In recent months, there have been policy conversations percolating on Capitol Hill that call into question the expenditures of private family foundations. Specifically, there have been questions about (and subsequent policy proposals to address) a possible abuse in family foundation expenditures as it relates to administrative expenses (i.e., salaries, travel expenses, etc.) that are incurred by employed family members or descendants of the original donor(s). To investigate this, data on private foundation spending was collected and analyzed to assess whether there were significant differences between overhead expenses of family versus non-family foundations.
This study examines the ratio of charitable administrative expenses to qualifying distributions for private family foundations versus private independent (nonfamily) foundations. This ratio measures a foundation’s expenditures for charitable administrative expenses relative to its total expenditures for directly carrying out a charitable purpose (“qualifying distributions,” which include grants plus charitable administrative expenses). This paints a picture of how much a given foundation spends on salaries and benefits, office space, etc., as a percentage of total charitable expenditures. For example, if in a given year a foundation made $1,000,000 in qualifying distributions and spent $100,000 on charitable administrative expenses, its ratio would be 10%.
The average administrative expense ratio among family foundations analyzed was 11%, whereas the average ratio among independent foundations analyzed was 15%.
Methodology:
The data set used in this study is comprised of information independently collected from the publicly available 2018 Form 990-PFs of 40 foundations: 20 family foundations and 20 independent foundations. The year 2018 was selected because it is the most recent year in which Form 990-PFs were available for all 40 foundations.

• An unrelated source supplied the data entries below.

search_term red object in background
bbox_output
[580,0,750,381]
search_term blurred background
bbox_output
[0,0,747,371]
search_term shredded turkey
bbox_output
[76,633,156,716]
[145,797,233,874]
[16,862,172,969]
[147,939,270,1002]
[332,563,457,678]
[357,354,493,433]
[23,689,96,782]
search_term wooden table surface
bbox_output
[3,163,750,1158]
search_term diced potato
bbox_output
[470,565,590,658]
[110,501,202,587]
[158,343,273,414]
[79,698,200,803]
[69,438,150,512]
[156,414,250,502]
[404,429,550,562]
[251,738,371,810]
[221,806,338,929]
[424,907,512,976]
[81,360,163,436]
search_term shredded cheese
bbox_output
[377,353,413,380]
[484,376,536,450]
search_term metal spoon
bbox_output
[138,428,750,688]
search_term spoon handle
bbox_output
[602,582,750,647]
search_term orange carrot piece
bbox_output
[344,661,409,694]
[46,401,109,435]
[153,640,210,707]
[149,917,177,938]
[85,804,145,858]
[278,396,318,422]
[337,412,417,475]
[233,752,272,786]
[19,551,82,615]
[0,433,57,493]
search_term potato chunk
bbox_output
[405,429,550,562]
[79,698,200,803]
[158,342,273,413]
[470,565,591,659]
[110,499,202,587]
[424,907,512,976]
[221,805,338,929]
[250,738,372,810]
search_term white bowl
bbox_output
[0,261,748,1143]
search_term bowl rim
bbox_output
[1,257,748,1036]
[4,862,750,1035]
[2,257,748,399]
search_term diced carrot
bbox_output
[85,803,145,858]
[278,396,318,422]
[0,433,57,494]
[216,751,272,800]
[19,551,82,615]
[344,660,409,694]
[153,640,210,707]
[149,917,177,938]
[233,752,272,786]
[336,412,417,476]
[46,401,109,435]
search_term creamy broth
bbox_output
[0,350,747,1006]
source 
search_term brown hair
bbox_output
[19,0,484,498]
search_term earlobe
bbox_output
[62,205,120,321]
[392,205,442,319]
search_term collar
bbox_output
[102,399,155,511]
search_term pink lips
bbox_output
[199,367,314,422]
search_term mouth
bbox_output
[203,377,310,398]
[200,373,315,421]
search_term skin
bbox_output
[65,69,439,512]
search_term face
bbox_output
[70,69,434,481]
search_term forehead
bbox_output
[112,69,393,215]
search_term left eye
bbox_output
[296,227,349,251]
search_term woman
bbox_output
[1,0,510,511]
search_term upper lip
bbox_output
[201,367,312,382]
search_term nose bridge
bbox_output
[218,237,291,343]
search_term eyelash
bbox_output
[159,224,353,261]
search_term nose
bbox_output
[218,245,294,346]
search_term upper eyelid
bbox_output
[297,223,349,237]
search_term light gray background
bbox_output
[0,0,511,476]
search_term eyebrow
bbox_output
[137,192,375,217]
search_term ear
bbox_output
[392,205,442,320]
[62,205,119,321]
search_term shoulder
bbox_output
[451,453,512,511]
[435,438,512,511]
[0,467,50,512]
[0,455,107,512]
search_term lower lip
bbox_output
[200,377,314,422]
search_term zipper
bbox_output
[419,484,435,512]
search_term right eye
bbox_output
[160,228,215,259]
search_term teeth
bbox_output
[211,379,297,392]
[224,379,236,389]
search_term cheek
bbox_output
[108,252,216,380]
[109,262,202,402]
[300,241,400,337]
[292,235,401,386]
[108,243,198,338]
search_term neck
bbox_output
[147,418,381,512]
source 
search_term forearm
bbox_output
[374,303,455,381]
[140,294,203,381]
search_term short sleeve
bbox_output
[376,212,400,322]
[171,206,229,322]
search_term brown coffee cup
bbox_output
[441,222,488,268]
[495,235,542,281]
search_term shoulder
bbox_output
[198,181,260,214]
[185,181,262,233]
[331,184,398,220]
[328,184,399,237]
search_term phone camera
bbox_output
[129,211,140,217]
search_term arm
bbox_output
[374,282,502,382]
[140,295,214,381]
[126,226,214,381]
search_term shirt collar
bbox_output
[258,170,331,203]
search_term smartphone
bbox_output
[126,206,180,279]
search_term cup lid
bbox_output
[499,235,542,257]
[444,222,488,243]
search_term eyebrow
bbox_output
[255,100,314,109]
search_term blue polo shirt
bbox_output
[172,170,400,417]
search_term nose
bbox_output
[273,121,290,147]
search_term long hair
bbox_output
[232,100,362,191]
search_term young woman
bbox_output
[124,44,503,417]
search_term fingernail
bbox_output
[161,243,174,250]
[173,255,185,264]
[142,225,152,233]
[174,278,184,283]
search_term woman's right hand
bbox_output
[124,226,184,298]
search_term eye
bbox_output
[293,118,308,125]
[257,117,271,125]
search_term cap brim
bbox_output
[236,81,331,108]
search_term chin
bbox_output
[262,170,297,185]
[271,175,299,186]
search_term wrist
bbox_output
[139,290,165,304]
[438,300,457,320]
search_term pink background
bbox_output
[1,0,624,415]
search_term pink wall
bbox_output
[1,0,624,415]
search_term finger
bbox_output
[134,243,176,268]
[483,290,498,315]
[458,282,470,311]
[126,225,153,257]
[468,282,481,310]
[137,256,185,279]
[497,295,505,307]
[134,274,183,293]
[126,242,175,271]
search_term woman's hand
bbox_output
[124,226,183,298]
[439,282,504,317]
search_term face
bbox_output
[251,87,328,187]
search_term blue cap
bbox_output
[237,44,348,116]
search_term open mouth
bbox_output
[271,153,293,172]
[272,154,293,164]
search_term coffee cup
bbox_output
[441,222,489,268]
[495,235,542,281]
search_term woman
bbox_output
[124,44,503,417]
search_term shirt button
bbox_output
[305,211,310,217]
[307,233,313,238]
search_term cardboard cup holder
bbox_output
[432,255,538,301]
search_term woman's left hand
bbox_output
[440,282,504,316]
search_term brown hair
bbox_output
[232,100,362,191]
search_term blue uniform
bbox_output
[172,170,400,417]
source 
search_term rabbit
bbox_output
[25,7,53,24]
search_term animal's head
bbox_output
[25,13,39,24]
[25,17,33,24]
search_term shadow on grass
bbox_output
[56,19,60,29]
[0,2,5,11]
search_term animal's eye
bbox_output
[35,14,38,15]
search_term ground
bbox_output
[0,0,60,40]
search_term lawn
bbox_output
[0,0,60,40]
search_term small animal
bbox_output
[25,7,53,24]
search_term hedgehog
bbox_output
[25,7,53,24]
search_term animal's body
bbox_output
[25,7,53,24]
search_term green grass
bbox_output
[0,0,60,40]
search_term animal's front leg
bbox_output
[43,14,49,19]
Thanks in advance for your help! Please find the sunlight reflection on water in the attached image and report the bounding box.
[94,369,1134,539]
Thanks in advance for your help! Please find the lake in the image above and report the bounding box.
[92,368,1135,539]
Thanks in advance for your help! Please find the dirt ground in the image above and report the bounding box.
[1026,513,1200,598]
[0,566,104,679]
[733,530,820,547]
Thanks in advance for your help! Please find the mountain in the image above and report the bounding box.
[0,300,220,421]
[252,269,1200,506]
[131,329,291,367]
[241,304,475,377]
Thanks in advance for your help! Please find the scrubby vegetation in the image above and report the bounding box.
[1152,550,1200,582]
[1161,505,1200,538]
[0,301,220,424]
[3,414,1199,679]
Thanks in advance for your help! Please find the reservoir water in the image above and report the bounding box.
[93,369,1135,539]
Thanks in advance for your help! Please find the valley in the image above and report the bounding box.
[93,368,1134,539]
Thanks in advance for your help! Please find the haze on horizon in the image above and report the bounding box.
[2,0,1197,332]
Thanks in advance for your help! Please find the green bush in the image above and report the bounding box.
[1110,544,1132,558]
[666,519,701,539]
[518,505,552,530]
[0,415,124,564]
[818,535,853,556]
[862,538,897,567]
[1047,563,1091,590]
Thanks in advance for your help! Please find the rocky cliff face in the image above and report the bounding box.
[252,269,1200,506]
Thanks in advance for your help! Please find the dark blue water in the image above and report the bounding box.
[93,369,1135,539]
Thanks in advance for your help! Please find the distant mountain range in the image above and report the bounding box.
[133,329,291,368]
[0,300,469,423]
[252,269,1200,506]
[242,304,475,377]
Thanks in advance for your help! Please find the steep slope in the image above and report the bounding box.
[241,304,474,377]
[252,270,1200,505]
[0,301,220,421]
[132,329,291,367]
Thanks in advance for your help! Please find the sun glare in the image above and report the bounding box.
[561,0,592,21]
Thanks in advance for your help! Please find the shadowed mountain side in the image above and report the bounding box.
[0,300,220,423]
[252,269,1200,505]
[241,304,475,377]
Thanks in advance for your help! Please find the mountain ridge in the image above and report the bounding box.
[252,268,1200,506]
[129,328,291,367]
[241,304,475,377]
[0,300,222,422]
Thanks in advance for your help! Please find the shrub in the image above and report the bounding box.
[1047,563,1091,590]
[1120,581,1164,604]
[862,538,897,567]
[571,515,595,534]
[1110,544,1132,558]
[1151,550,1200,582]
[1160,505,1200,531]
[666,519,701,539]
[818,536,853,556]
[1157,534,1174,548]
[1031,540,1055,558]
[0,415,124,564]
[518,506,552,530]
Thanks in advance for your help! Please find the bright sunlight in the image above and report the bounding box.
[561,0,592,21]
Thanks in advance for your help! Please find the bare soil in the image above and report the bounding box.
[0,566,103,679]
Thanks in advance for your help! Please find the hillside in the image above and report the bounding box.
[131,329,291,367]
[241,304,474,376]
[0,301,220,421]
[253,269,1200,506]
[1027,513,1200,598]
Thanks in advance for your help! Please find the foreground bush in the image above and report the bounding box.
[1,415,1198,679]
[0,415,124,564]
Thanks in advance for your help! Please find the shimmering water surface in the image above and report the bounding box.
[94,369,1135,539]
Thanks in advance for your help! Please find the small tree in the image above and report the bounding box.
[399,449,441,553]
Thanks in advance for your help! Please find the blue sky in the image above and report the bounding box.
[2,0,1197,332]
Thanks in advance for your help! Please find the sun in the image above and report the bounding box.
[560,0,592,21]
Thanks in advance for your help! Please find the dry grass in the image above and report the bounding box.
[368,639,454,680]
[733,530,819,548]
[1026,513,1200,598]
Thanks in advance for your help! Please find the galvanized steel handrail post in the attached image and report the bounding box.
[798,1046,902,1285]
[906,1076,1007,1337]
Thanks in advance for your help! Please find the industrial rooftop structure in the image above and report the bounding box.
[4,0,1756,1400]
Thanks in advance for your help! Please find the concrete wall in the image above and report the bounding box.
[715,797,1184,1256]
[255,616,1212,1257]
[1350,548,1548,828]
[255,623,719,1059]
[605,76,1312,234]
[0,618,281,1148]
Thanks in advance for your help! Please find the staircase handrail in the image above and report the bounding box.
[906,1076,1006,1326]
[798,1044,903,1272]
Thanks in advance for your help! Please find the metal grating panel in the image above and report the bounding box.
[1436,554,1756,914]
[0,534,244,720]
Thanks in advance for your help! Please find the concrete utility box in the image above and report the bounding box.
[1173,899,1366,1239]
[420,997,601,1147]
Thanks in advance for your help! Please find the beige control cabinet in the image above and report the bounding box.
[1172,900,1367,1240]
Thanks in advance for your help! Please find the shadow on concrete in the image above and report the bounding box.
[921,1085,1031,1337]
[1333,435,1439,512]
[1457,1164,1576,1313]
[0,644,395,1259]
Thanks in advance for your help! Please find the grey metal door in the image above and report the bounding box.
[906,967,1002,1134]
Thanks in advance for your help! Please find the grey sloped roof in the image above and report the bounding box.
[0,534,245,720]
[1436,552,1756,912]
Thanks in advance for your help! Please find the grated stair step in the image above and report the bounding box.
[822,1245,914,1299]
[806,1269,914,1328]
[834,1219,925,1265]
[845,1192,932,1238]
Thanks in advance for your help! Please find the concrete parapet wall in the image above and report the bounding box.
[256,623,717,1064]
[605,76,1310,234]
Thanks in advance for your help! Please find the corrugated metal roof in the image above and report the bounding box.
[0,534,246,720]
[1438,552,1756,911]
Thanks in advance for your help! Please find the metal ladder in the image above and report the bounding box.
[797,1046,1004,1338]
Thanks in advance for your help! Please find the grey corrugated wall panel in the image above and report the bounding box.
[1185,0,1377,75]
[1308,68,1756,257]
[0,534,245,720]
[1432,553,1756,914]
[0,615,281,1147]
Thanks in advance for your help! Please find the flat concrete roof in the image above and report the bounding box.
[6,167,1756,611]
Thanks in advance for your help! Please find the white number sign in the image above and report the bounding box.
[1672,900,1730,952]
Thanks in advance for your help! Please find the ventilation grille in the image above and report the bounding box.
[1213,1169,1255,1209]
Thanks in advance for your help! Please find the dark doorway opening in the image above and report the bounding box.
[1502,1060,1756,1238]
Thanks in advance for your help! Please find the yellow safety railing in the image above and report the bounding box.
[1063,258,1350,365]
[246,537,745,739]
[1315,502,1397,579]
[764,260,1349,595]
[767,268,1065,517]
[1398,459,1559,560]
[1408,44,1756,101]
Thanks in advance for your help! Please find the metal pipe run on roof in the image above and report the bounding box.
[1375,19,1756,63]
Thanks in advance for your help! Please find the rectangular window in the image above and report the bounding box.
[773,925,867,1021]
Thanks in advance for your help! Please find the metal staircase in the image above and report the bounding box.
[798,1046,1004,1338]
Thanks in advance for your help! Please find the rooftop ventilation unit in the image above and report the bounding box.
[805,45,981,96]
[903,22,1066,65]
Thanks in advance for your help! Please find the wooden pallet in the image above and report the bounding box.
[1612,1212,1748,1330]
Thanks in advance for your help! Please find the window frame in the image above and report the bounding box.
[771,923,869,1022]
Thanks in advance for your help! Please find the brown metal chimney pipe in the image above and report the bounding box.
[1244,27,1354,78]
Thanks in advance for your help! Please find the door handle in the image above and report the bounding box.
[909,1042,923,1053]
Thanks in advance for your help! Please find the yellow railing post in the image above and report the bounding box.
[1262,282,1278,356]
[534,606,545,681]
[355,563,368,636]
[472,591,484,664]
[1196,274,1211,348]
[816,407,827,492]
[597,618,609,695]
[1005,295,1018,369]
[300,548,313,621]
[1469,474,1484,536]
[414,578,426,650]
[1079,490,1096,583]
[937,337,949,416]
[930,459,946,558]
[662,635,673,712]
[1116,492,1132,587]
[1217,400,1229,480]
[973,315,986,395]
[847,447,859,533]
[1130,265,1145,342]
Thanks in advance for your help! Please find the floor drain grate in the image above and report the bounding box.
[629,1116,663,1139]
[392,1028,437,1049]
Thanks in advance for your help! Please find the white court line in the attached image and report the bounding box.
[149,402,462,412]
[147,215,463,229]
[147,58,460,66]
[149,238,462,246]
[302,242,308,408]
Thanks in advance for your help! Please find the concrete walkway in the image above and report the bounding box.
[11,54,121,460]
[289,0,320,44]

Classification as a family foundation versus an independent foundation is based on the composition of the board of trustees of each foundation in 2018. The investigation of familial relation between those board members and the original donor(s) is based on publicly available information from the foundation’s website, news articles and public biographies of the individuals. Furthermore, with the intent of capturing the best representation of private, non-operating foundations, all instances involving outlier operating circumstances (i.e., the execution of a “spend down” plan or other situations that may significantly alter typical spending practices) were excluded from the data set.
Findings:
The average administrative expense ratio among family foundations analyzed was 11%, whereas the average ratio among independent foundations analyzed was 15%. Thus, the family foundations analyzed in this study spend, on average, a smaller share of their total expenditures on administrative expenses compared to qualifying distributions than the independent foundations in this study.
The family foundation data set further illustrated a downward trend in the distribution of ratios — meaning that more of these foundations had lower expense ratios. The ratios among independent foundations were less evenly distributed and demonstrated no clear trend (see Figures 3 and 4 in the full report).
Ultimately, the data in this study do not suggest widespread misuse of foundation funds by family foundations for administrative expenses.